Et ceux qui vivent le secret mal et à faux (ils sont fort nombreux)
ne fourvoient qu'eux-mêmes tout en continuant de le transmettre sans
le savoir, comme une lettre cachetée. Et ne soyez pas trompé par la
multitude des noms ni par la complexité des cas. Sans doute y a-t-il
par-dessus tout un grand principe maternel, désir commun à tout. La beauté
d'une vierge, d'un être «qui n'a rien encore accompli» (comme vous le dites
si joliment) est maternité qui se pressent et se prépare, s'inquiète et languit.
La beauté de la mère est maternité qui se dévoue, et, chez la vieille femme,
on trouve une grande mémoire. La maternité est chez l'homme aussi,
me semble-t-il, charnelle et spirituelle; la création masculine
est elle aussi une sorte d'accouchement, et c'est un enfantement
lorsqu'il crée à partir de sa plénitude la plus intime.

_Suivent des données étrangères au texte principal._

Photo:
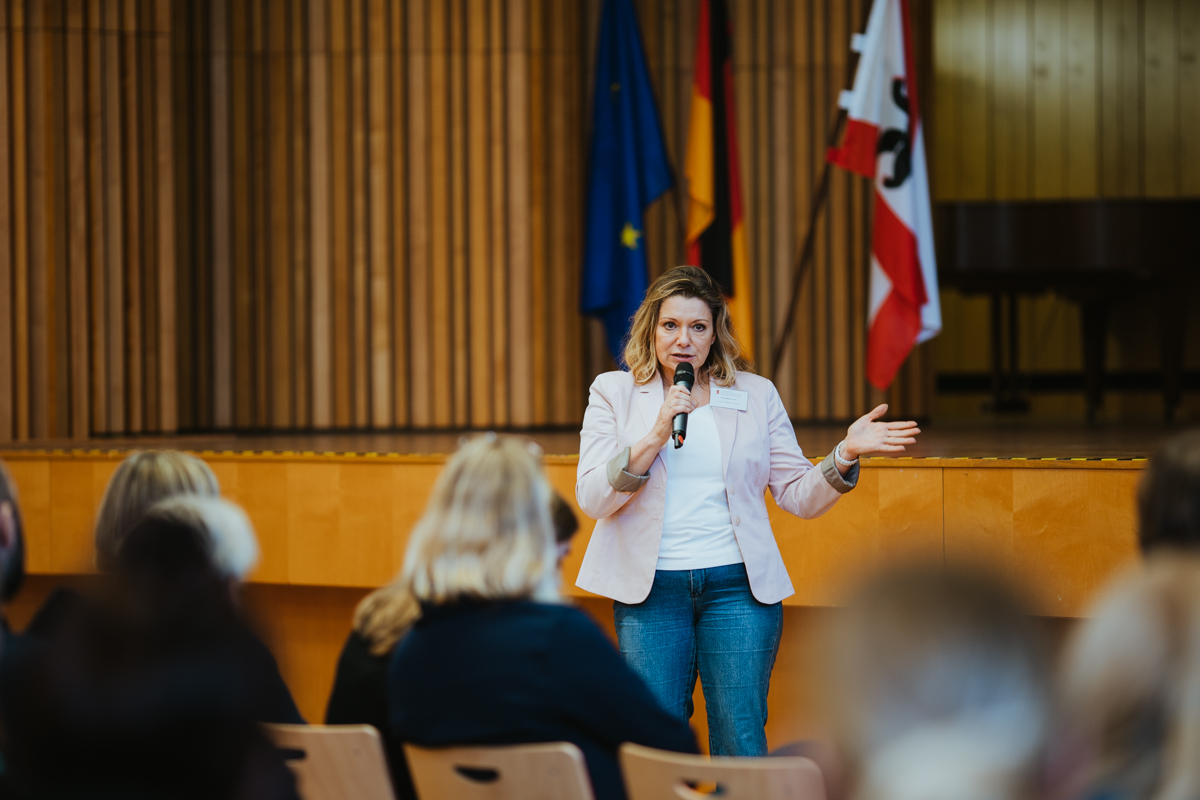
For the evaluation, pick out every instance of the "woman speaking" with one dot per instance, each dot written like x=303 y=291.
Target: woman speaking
x=683 y=545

Et peut-être
les sexes sont-ils plus proches qu'on ne le pense; la grande innovation
mondiale consistera sans doute en ce que l'homme et la femme, affranchis
de tous les sentiments erronés et de toutes les répugnances, ne se chercheront
plus comme des contraires s'attirent, mais comme des frères et des soeurs,
des voisins qui s'uniront comme des êtres humains pour simplement, gravement
et patiemment assumer en commun cette sexualité difficile qui leur échoit.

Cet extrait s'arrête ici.